To find the tiny planets orbiting it, then, astronomers turned to a technique called the radial velocity method. This approach measures slight wobbles in the motion of distant stars. From these variations, astronomers can infer the presence of small planets tugging on their star—and even discern the planets’ mass.
In the new study, astronomers combined data from the MAROON-X spectrograph attached to the Gemini North Telescope in Hawaii and the ESPRESSO spectrograph on the Very Large Telescope in Chile. Separate teams collected data on the two instruments independently and combined their results to identify the exoplanets.
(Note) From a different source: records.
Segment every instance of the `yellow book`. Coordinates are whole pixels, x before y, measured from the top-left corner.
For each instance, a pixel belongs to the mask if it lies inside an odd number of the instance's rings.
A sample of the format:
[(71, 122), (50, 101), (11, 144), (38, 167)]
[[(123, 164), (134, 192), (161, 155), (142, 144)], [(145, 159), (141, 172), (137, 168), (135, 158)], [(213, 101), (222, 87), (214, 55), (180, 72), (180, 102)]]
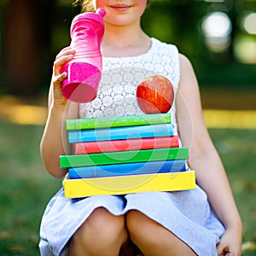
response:
[(65, 197), (195, 189), (194, 171), (63, 180)]

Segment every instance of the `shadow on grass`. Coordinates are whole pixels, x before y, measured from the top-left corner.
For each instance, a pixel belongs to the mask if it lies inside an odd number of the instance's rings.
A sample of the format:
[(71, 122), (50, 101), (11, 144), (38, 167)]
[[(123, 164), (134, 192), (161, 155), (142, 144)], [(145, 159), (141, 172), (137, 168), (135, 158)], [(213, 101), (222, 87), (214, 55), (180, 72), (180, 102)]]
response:
[[(61, 181), (46, 172), (41, 161), (43, 129), (40, 125), (1, 124), (0, 255), (39, 255), (41, 217), (61, 185)], [(255, 131), (218, 129), (210, 130), (210, 133), (226, 167), (243, 220), (247, 247), (242, 255), (255, 255)]]

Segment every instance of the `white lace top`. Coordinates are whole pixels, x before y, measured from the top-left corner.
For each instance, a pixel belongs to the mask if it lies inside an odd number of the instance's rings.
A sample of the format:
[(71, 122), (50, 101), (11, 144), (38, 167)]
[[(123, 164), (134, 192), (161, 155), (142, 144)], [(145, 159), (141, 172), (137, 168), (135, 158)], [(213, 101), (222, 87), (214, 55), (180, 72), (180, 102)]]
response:
[[(79, 118), (141, 114), (136, 88), (145, 78), (161, 74), (172, 84), (176, 94), (179, 79), (178, 51), (175, 45), (151, 38), (149, 50), (131, 57), (103, 57), (103, 68), (97, 96), (80, 104)], [(175, 104), (171, 109), (177, 132)]]

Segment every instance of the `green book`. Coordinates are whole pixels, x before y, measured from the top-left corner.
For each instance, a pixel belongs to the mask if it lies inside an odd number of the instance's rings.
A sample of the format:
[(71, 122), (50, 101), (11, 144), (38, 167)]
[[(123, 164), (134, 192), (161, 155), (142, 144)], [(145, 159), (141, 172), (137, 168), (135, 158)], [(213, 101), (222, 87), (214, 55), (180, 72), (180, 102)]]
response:
[(187, 147), (183, 147), (87, 154), (61, 155), (60, 165), (61, 168), (66, 168), (167, 160), (182, 160), (188, 158), (189, 149)]
[(170, 123), (171, 113), (165, 113), (67, 119), (66, 129), (67, 131), (75, 131)]

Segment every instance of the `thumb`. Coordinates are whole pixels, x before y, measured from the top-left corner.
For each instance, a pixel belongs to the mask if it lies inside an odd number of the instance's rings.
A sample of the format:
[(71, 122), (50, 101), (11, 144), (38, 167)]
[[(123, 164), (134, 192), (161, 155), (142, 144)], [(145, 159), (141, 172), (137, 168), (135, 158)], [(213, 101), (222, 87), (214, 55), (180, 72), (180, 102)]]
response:
[(222, 244), (221, 242), (217, 247), (218, 250), (218, 256), (226, 256), (229, 255), (230, 253), (230, 247)]

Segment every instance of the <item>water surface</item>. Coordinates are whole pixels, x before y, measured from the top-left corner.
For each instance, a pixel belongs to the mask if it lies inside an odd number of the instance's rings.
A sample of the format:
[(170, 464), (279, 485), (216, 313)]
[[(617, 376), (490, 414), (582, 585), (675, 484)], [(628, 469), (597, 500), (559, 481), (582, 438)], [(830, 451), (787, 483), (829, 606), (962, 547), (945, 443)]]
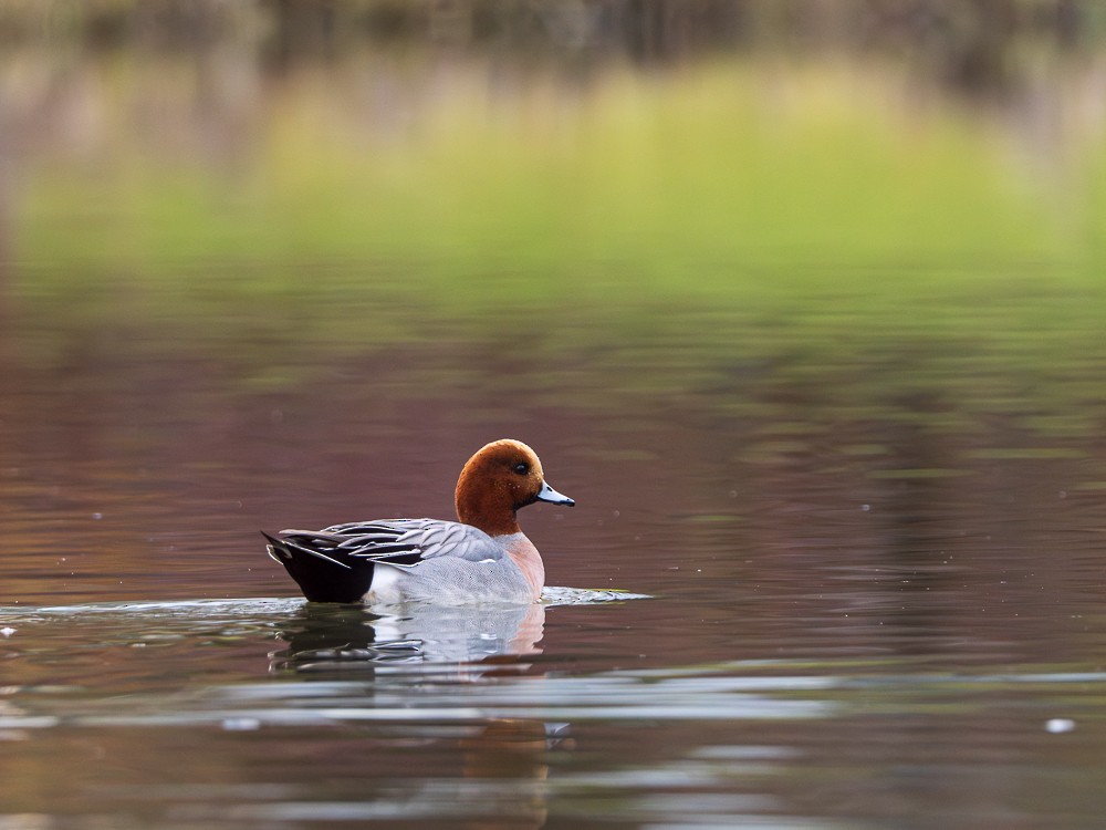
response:
[(223, 6), (7, 23), (0, 828), (1100, 823), (1097, 18)]

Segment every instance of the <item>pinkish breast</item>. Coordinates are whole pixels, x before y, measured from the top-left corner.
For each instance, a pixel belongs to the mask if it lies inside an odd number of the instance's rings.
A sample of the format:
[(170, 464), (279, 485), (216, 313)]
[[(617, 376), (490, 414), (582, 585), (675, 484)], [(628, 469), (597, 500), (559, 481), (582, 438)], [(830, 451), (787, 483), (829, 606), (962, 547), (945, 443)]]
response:
[(526, 578), (533, 592), (534, 602), (540, 600), (542, 589), (545, 587), (545, 566), (542, 563), (542, 556), (538, 552), (538, 548), (526, 539), (525, 533), (497, 536), (495, 541), (507, 548), (508, 556), (519, 566), (519, 570)]

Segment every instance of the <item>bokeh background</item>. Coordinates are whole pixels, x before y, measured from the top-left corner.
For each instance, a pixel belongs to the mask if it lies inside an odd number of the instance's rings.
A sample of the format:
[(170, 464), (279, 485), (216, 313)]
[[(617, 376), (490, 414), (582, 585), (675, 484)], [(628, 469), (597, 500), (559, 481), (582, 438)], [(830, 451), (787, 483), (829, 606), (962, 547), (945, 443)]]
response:
[(580, 501), (528, 511), (561, 584), (950, 509), (1097, 539), (1096, 2), (8, 2), (0, 43), (12, 599), (286, 592), (258, 528), (449, 516), (504, 435)]

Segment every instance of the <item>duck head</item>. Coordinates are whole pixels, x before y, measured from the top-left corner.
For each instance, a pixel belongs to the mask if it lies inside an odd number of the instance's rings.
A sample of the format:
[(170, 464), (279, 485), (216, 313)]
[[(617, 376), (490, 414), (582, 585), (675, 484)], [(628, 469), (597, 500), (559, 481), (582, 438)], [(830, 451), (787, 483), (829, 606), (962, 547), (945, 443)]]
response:
[(518, 511), (535, 501), (576, 504), (549, 486), (538, 454), (521, 440), (503, 438), (484, 445), (457, 479), (457, 518), (489, 536), (521, 532)]

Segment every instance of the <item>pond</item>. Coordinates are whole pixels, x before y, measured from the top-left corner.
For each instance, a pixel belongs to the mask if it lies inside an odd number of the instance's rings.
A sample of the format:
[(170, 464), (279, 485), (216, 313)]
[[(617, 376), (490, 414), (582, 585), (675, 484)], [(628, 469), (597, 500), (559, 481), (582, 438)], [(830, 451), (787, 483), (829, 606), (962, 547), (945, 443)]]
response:
[(1097, 826), (1106, 34), (889, 6), (7, 12), (0, 830)]

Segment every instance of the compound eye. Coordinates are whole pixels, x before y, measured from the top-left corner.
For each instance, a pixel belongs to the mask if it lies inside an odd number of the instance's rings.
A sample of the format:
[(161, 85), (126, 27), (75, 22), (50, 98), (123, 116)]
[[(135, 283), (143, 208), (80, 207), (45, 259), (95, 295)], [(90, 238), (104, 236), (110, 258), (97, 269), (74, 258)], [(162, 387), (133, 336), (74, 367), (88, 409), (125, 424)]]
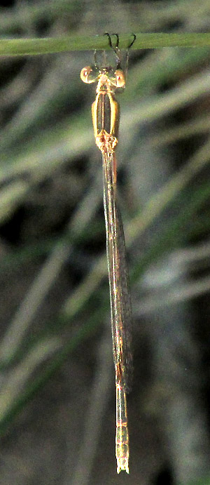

“We observed at different times of night on different days,” lead author Ritvik Basant, an astronomer at the University of Chicago, says in a statement. “They’re in Chile; we’re in Hawaii. Our teams didn’t coordinate with each other at all. That gives us a lot of assurance that these aren’t phantoms in the data.”
MAROON-X
A scientist works to assemble the MAROON-X spectrograph in 2019 at the Gemini North Telescope in Hawaii. International Gemini Observatory / NOIRLab / NSF / AURA / A. Peck under CC BY 4.0
The technology to measure subtle changes in a star’s motion with high precision has improved drastically in recent years, enabling discoveries such as this one. “The instruments have grown to give an unprecedented precision in radial velocities,” Basant tells Scientific American’s Tom Metcalfe.
The four newly discovered exoplanets are small—each about 20 to 30 percent of Earth’s mass—and likely to be rocky, rather than gaseous. They all orbit Barnard’s Star closer than Mercury orbits the sun. This closeness means they’re likely too hot and were historically too exposed to solar radiation, flares and dense winds to host any living organisms.
“Because of this, these sub-Earth size planets probably don’t have atmospheres, water and life,” Guinan tells CNN.
But astronomers are hopeful that this finding is just the start of a new era of exoplanet discovery.
“A lot of what we do can be incremental, and it’s sometimes hard to see the bigger picture,” study co-author Jacob Bean, an astronomer at the University of Chicago, says in the statement. “But we found something that humanity will hopefully know forever. That sense of discovery is incredible.”